After listing the different options, I asked them if they had any questions. They had several, so we broke it down to a comparison of the two best choices, Injectables+IUI vs IVF.

  • COST:
    An IVF cycle runs about $11K to $15K for everything. This include the medications, the anesthesia, the doctor’s fees, the blood tests, the embryology fees. That fee usually includes features such as ICSI and assisted hatching.
    An IUI cycle runs about $1K to $3K.
    Both of these can be less expensive or even free if a patient has insurance coverage for them, but most of my patients here in California don’t have any coverage.
  • EFFICACY:
    I estimated, given our past track record, that they would have a 40-60% chance of pregnancy with a single cycle of IVF plus all the subsequent frozen embryo transfers that we could do until we ran out of embryos.
    A single IUI cycle has a 5-25% chance of success, but in general, they would have about a 40-50% cumulative chance of success with three cycles. Now, of course, we never have to commit to three cycles. We can just make the decision to do one cycle and hopefully, it will be the only cycle we need to do. However, if it fails, we still have the choice at that time to decide to move on to IVF rather than to do another 1-2 IUI cycles. Because they have never failed (or even tried) an IUI cycle before, their odds are at their best. Each time someone fails at something the predicted odds of success of the exact same treatment end up less.
    For example, imagine you know 100 people who are about to take their driver’s license exam.
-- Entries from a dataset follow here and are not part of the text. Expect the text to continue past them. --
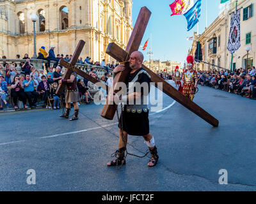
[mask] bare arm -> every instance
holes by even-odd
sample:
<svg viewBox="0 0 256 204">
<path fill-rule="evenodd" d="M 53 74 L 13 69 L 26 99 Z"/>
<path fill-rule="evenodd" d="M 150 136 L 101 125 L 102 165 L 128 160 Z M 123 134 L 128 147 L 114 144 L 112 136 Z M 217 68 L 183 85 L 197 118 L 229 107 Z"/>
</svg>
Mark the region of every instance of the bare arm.
<svg viewBox="0 0 256 204">
<path fill-rule="evenodd" d="M 74 82 L 74 79 L 75 79 L 75 76 L 73 75 L 72 75 L 70 76 L 70 78 L 68 79 L 68 80 L 67 80 L 67 82 L 68 83 L 72 83 L 72 82 Z"/>
<path fill-rule="evenodd" d="M 29 80 L 28 81 L 28 83 L 24 84 L 24 85 L 26 87 L 28 86 L 29 85 L 31 81 L 31 79 L 29 79 Z"/>
</svg>

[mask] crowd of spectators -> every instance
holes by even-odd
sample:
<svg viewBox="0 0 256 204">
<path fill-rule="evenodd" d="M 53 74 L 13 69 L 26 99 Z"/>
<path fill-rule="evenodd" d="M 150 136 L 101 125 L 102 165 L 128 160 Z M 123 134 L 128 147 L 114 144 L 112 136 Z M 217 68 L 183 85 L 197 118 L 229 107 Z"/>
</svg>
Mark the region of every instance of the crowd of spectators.
<svg viewBox="0 0 256 204">
<path fill-rule="evenodd" d="M 58 62 L 61 59 L 64 59 L 69 62 L 72 56 L 67 55 L 63 58 L 63 54 L 58 54 L 57 57 L 54 58 L 54 47 L 52 47 L 48 56 L 48 54 L 45 52 L 44 47 L 40 48 L 40 52 L 38 53 L 38 59 L 45 59 L 48 62 L 50 61 L 56 62 L 53 67 L 49 66 L 50 64 L 45 64 L 45 69 L 44 69 L 44 67 L 42 67 L 39 71 L 35 69 L 34 65 L 30 62 L 30 58 L 28 54 L 26 54 L 22 58 L 22 59 L 26 59 L 26 62 L 20 64 L 20 73 L 17 71 L 17 64 L 15 63 L 12 64 L 4 63 L 3 66 L 0 65 L 0 69 L 3 69 L 5 72 L 4 77 L 0 75 L 0 110 L 3 109 L 3 103 L 6 105 L 6 107 L 8 107 L 9 104 L 7 99 L 8 98 L 12 99 L 15 109 L 19 108 L 19 101 L 21 101 L 24 108 L 28 108 L 29 106 L 31 108 L 36 107 L 36 103 L 39 101 L 41 105 L 44 105 L 46 108 L 50 108 L 48 104 L 48 98 L 54 99 L 54 109 L 60 108 L 61 97 L 56 94 L 58 81 L 62 78 L 61 69 Z M 20 57 L 19 55 L 17 55 L 16 59 L 19 59 Z M 3 56 L 2 59 L 6 59 L 6 57 Z M 87 57 L 84 61 L 83 61 L 82 57 L 79 57 L 77 63 L 105 67 L 107 71 L 104 77 L 99 78 L 96 72 L 95 66 L 93 66 L 90 69 L 89 74 L 108 85 L 111 85 L 113 83 L 111 76 L 108 73 L 108 68 L 114 68 L 118 64 L 114 64 L 114 62 L 112 62 L 112 64 L 105 66 L 104 60 L 102 61 L 102 63 L 99 62 L 93 62 L 90 57 Z M 79 78 L 79 76 L 78 76 L 77 87 L 80 96 L 84 96 L 85 103 L 90 103 L 89 100 L 93 100 L 94 94 L 99 91 L 106 94 L 101 87 L 88 82 L 85 78 Z M 8 89 L 10 89 L 9 92 Z"/>
<path fill-rule="evenodd" d="M 256 70 L 254 66 L 245 69 L 240 68 L 234 71 L 216 70 L 199 71 L 199 83 L 216 89 L 220 89 L 251 99 L 256 99 Z"/>
</svg>

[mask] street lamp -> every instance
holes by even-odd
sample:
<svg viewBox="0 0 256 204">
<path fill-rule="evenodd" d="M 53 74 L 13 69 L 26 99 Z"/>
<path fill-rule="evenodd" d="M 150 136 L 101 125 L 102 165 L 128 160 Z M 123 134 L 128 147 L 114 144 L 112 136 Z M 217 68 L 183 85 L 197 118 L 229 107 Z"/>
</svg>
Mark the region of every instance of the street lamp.
<svg viewBox="0 0 256 204">
<path fill-rule="evenodd" d="M 33 21 L 34 27 L 34 55 L 32 59 L 36 59 L 36 21 L 38 20 L 38 17 L 35 13 L 32 13 L 30 15 L 30 19 Z"/>
<path fill-rule="evenodd" d="M 245 48 L 245 50 L 247 52 L 247 59 L 246 59 L 246 73 L 247 73 L 247 69 L 248 69 L 248 56 L 249 54 L 249 51 L 251 50 L 251 47 L 250 46 L 247 46 Z"/>
</svg>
And you know that the passing rate is 90%. So if your friend is about to take the test and asks you what you think the odds are that he will pass, you might guess 90%. But if he fails the test and goes back to take it again, you might think his odds to be less than 90%. But what if he is allowed to take the test 15 times and he fails it every time. Then when he is contemplating taking attempt #16, you would certainly not estimate his odds of success at 90%. This is an important principle to consider in infertiltiy treatment. Had Aimee not done Clomid with her OB and had she wanted to do Clomid for the first time, I would have been fine with trying it at least once. But since she had already tried and failed six times, I told them that trying a 7th cycle of Clomid was a bad idea.
  • RISK:
    The two biggest risks to consider are hyperstimulation and multiple gestation (twins or more). With IVF, we have much more control, because we take out all the eggs, make them into embryos and then CHOOSE how many to put back. With IUI, it’s totally uncontrolled. If a woman ovulates 20 eggs, we have to either cancel the cycle entirely (which is what we would do) or risk exposing all 20 eggs to a chance of conceiving. So in general, the risk of triplets would be higher with IUI. With regards to hyperstimulation, in an IUI, I would give a lower dose of medicine and that would minimize the risk. With IVF, we want to be more aggressive with the stimulation, so with higher doses, there comes a higher risk of Hyperstimulation Syndrome, a condition where the ovaries swell up with fluid leading to a lot of pain and potential serious medical issues. The overall chance of serious hyperstimulation is below 1%, but many patients may have a milder form.
  • TIME COMMITMENT
    With an IUI cycle, Aimee could expect to come for about 4-6 office visits for ultrasound monitoring and for the actual insemination. This would be over a course of two weeks.
    IVF, was a little more extensive, but not much more. Over the course of 4-6 weeks, there would still be about 5-8 office visits, but there would also be the big day of the egg retrieval followed a few days later by the transfer and a day of bedrest.

Armed with all this information, Aimee and Boyd confidently left the office with the firm decision to do a cycle of IUI with injectable medications. Her instructions were to call us with the first day of her period. Aimee shared that she was going to be in a great mood at work this week, because she would be filled with excitement about her upcoming treatment. I told her that a good attitude was definitely helpful in all this.